As an EX cellular technician, I am curious as to which cellsite my phone happens to be connected to.
Back in the GSM days, I was able to watch my phone change from site to site as I moved around, and I found this to be interesting. This was called “cellsite broadcasting”.
Along came 3G and I was no longer able to find out which cellsite I was connected to any longer. But after much searching, I have found three Android apps that can work out the approximate location of the site to which I am connected.
The best App for me, is a widget that I have on my Android home screen. Called “Cell Widget” by Dieter Thiess, Ver 1.7.4 it can be found in the Android playstore.
(The other two apps I have used are "Netmonitor" ver 1.0.81 and "Network Signal Info Pro" ver 2.70.13).
Unfortunately, it can’t give pinpoint site accuracy, but instead it works out the approximate site address, and displays it as something like “24 Smith St, Auckland”.
There are however two problems, firstly accuracy – the actual site may be a kilometre or more from “24 Smith St, Auckland”, and secondly, I am unlikely to know where Smith St is anyway! The app can show on a map the location of “24 Smith St” hence you can work out the nearest suburb in which the site is located, and you can then allocate the cell ID concerned with a more meaningful name. In the example of “24 Smith St”, I would then allocate that result with a more meaningful name of say “Parnell” and in future when the phone acquired that same site (actually that cellID) it displays “Parnell” instead of ‘24 Smith St, Auckland”. This tells me with all the accuracy I need, and in a meaningful way, where my phone is connecting.
Over the last few months I have been updating the wiget's database (a text format .clf file) as I drive around, and now I get meaningful indications as to which site my phone is connected (Just like cellsite broadcasting did). In the suburbs this is mildly interesting, however, when I drive more rurally, I find it interesting to be on “Glenbrook” one moment and then “Glen Eden” the next. (EG, if driving along the Waitakeres).
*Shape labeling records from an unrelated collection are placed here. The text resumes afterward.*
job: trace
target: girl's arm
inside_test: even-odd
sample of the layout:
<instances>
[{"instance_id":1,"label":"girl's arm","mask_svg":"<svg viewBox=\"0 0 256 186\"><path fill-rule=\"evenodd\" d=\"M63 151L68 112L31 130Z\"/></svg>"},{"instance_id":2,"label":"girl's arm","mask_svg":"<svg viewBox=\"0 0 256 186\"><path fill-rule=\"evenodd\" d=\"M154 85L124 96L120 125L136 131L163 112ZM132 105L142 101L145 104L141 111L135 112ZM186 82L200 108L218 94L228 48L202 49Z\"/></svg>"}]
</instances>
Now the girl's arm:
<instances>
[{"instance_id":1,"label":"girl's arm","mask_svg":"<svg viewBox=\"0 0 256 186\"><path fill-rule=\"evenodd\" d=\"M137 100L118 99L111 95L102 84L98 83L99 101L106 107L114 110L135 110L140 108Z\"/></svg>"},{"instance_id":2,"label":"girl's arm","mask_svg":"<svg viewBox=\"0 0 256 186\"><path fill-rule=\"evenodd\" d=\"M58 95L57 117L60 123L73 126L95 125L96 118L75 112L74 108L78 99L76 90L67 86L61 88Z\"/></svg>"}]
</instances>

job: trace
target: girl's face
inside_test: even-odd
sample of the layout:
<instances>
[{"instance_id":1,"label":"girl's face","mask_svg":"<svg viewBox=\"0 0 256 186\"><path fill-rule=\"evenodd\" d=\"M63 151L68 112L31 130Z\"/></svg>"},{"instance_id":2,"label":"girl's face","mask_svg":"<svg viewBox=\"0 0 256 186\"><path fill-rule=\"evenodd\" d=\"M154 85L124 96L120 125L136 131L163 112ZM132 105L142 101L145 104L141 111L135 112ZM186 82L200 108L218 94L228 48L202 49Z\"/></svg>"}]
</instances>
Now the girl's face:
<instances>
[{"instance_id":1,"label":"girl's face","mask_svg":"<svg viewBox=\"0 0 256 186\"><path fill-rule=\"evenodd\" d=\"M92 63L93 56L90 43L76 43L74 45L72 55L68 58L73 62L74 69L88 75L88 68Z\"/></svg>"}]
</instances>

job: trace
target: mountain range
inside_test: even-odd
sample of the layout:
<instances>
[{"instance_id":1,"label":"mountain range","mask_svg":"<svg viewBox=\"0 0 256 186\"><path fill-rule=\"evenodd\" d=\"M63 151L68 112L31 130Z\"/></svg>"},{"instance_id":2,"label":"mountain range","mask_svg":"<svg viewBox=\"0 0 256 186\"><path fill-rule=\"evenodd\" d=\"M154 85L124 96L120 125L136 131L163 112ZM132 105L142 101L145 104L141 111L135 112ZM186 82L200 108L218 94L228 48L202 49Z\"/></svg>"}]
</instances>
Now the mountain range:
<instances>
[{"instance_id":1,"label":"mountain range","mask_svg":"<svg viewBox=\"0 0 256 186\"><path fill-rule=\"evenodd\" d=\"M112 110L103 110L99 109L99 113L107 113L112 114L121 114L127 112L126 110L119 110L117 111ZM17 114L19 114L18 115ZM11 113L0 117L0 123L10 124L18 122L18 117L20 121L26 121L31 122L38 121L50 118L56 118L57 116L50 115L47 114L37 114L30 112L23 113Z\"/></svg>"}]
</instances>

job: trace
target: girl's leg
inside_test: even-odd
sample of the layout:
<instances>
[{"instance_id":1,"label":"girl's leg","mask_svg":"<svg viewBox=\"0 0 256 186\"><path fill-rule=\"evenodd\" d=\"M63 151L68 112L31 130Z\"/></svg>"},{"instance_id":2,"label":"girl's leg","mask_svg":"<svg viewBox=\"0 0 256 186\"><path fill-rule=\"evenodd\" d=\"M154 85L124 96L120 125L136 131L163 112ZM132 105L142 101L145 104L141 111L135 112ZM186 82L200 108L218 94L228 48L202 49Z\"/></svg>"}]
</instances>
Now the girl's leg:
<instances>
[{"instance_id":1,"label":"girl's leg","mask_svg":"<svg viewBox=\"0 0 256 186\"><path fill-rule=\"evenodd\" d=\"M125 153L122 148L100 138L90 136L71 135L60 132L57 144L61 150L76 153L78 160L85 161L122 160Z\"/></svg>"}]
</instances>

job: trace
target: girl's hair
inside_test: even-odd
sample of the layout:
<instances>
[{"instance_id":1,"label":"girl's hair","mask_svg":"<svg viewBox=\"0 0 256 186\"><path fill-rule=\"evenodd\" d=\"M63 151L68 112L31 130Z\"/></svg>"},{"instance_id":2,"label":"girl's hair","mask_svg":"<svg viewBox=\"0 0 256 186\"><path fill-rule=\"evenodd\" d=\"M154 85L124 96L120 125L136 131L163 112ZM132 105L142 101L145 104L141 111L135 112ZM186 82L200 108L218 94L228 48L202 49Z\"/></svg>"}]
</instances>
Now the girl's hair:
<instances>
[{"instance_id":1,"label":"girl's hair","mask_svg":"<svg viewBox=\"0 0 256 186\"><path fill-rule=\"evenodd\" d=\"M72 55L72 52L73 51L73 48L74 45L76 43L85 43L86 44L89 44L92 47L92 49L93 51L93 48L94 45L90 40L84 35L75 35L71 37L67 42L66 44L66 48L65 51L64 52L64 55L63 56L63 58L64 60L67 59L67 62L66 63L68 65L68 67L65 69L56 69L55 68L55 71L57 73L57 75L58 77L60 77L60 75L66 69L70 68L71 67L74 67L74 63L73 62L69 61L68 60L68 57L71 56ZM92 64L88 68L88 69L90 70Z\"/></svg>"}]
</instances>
The app can also display signal strength (dBm), MCC and MNC, Data speed connection, Cell ID and LAC info. Display font colour and background are all configurable. All in almost real time.
Has anyone else used this app, or created a database of Spark cell site locations, or better still, does anybody have a database of Spark sites, locations and cellID’s used. If so, I would be keen to share information. (I have already found .KML files on the internet giving site locations, but without cellID information also, I can’t use the data).
Otherwise, I hope my discovery of "Cell Widget" is useful to other 'like minded' and 'curious about their cellular signal' Android users.